Inflation Calculator

Inflation quietly raises prices and shrinks what your money can buy. Enter an amount, an average annual inflation rate and a time horizon to see the future cost of the same goods and how much that money is really worth later.

How to use the inflation calculator

  1. Enter the amount of money you have today.
  2. Set an average annual inflation rate and the number of years.
  3. Review the future cost, the real purchasing power and the total price rise.

Examples

1,000 at 6% for 10 years

amount 1000, rate 6%, years 10
Future cost about 1,790.85; today's 1,000 is worth about 558.39 later

Frequently asked questions

What is inflation?

Inflation is the rate at which the general level of prices rises over time. When prices go up, each unit of currency buys a little less than it did before, so the same money stretches less far.

How does inflation erode purchasing power?

As prices rise, a fixed amount of money buys fewer goods and services. This tool divides your amount by (1 + rate) compounded over the years, showing what that money would actually buy in today's terms later on.

How is the future cost worked out?

It compounds your amount by the inflation rate each year: amount times (1 + rate) to the power of the number of years. That gives the price of the same basket of goods after inflation.

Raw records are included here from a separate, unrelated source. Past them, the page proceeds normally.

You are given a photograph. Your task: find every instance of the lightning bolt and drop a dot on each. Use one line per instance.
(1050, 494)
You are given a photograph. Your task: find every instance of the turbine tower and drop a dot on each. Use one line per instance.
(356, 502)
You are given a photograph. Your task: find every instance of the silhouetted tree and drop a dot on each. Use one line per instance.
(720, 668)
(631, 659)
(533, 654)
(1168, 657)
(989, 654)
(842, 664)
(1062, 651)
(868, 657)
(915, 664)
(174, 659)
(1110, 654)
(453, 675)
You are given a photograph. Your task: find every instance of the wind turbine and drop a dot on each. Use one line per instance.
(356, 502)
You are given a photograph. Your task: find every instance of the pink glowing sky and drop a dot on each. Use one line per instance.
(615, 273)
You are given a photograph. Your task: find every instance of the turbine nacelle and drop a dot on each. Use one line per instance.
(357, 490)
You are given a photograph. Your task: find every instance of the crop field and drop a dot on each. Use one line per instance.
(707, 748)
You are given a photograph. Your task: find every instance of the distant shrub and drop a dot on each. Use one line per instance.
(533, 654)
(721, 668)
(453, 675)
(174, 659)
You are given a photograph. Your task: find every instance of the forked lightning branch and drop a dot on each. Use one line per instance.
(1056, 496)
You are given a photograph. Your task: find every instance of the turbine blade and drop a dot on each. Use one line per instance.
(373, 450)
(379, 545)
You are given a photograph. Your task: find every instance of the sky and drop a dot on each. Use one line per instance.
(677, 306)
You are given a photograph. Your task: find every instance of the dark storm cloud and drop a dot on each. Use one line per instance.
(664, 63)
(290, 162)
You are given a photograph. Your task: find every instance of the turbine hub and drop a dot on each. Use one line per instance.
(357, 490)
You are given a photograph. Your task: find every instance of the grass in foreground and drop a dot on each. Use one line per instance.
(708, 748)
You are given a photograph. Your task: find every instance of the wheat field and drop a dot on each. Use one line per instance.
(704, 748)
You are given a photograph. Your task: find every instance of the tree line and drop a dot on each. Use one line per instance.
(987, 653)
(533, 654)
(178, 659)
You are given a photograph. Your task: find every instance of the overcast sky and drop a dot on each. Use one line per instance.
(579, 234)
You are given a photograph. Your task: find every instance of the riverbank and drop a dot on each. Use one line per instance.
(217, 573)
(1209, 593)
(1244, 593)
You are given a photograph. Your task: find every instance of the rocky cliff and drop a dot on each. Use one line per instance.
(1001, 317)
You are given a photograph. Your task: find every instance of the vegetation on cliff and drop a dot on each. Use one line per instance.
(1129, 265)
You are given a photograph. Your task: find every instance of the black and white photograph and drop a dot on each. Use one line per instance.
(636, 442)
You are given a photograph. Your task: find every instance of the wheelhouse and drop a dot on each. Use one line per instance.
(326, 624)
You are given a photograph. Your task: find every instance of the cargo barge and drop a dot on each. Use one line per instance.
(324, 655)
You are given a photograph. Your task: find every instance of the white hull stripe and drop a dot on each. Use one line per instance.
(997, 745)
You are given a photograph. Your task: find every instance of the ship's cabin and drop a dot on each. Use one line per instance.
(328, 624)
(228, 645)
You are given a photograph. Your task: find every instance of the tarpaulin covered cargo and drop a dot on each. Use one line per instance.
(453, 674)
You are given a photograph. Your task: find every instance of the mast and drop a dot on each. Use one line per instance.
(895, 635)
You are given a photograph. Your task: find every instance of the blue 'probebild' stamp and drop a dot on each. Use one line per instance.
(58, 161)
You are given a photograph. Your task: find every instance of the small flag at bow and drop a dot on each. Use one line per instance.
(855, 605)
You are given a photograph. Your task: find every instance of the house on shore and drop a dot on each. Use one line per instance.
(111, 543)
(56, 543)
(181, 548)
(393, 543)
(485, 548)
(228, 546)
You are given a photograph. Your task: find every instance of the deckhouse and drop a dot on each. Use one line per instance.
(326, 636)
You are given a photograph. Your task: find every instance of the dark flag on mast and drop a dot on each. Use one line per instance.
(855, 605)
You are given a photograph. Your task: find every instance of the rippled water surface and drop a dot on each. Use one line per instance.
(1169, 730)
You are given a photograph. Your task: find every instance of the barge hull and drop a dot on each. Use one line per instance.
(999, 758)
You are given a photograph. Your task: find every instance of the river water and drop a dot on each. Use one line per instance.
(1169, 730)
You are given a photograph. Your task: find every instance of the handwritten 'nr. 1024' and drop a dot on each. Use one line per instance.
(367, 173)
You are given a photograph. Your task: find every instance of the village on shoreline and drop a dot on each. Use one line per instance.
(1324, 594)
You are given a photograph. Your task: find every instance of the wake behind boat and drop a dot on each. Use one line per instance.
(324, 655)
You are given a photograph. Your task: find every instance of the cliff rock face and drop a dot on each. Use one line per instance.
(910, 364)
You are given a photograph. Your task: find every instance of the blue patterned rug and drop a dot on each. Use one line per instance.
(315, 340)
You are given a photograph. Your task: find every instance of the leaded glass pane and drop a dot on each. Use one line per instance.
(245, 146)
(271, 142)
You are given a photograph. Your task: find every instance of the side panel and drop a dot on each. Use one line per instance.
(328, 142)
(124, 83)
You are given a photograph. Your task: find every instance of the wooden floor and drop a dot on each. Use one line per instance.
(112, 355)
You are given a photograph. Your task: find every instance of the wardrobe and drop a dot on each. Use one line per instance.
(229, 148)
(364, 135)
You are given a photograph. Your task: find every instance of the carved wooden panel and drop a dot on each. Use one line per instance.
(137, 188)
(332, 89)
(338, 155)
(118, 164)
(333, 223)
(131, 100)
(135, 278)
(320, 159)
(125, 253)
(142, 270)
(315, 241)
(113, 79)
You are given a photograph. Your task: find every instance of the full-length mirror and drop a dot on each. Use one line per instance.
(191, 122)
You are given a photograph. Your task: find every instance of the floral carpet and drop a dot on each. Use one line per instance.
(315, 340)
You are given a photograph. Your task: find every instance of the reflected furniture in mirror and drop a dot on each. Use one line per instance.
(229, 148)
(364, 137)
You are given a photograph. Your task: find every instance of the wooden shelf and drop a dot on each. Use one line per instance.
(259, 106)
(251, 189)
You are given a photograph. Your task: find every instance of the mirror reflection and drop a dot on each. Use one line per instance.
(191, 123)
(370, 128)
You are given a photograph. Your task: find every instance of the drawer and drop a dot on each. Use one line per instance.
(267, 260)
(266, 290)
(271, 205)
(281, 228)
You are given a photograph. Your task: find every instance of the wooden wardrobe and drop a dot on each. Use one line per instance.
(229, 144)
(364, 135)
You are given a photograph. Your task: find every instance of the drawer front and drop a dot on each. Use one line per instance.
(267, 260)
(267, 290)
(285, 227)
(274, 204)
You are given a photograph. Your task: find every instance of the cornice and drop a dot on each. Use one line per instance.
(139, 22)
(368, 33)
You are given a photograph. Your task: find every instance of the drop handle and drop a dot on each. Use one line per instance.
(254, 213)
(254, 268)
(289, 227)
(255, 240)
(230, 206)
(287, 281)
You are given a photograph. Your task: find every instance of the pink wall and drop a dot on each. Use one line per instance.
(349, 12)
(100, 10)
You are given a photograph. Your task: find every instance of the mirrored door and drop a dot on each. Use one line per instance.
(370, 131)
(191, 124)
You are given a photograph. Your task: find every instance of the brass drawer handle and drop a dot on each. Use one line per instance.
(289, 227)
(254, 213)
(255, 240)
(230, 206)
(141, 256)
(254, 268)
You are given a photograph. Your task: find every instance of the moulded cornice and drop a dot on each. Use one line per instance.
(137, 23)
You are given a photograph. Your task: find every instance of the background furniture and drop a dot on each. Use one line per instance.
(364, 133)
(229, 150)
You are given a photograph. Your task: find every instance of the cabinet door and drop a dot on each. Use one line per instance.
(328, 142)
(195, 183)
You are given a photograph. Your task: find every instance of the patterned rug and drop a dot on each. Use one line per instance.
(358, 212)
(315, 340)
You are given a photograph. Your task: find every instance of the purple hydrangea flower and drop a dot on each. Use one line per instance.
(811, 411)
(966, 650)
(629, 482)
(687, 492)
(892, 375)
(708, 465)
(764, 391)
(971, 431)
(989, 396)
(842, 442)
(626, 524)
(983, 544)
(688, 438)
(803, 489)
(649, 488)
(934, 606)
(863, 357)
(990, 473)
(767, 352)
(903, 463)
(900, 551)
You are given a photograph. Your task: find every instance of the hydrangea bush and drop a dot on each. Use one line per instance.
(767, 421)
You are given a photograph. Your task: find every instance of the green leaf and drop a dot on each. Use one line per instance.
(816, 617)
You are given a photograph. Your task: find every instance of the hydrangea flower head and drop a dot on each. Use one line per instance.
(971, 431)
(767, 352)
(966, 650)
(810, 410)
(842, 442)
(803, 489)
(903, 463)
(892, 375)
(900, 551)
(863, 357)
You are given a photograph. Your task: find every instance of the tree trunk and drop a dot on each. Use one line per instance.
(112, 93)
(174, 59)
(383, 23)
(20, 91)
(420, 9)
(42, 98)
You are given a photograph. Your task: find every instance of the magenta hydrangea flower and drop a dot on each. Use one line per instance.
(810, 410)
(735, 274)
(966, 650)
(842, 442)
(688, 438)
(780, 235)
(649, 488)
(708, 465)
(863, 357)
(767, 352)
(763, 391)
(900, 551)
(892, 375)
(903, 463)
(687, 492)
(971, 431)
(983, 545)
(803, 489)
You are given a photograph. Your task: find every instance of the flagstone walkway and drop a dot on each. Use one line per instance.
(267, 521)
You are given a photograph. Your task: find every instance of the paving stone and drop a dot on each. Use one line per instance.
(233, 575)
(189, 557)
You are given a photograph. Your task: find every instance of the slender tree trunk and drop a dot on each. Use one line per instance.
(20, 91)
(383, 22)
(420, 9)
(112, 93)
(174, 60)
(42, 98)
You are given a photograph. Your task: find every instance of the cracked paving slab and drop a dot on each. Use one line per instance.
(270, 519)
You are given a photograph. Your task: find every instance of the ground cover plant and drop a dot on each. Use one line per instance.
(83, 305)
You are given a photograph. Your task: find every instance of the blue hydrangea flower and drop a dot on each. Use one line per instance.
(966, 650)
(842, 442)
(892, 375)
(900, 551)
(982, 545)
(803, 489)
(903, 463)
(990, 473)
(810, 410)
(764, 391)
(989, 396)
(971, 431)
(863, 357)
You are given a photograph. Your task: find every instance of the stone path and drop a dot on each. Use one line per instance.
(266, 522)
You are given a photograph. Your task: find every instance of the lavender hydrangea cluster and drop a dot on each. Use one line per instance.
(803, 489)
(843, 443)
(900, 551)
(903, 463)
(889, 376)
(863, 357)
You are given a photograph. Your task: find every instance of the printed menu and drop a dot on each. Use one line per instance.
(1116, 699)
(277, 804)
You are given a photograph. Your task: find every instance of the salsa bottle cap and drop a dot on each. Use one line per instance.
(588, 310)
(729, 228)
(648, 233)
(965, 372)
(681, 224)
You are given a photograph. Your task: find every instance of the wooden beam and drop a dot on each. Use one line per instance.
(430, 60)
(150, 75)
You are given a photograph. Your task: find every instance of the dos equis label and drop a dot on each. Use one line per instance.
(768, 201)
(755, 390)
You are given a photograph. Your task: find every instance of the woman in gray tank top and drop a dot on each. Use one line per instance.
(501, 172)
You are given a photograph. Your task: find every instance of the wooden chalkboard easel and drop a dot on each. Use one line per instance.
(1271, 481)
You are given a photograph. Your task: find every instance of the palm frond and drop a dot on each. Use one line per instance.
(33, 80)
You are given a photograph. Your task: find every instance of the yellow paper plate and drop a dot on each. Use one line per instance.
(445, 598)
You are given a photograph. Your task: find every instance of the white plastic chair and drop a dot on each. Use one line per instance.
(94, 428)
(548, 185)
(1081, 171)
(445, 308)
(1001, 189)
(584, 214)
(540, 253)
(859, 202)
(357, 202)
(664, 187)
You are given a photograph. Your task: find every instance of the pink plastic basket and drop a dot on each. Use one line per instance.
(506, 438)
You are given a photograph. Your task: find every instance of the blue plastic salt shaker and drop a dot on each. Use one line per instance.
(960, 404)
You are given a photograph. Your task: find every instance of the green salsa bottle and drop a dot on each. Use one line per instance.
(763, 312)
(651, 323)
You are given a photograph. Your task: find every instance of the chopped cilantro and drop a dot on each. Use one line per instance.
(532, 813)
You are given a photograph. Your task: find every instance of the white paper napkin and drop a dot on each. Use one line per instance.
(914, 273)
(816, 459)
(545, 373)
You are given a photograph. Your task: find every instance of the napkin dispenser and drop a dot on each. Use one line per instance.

What inflation rate should I use?

Use a realistic long-run average for your country. Many developed economies target around 2 to 3 percent, while higher-inflation economies often run well above that. Check your local consumer price index for guidance.

What is the difference between real and nominal value?

A nominal value is the plain face amount of money. A real value adjusts for inflation so amounts from different years can be compared on equal footing. The purchasing power figure here is a real, inflation-adjusted value.

Does this predict actual future prices?

No. It assumes a steady average rate you choose. Real inflation varies year to year, so treat the result as an illustration of how prices and value can drift, not a forecast.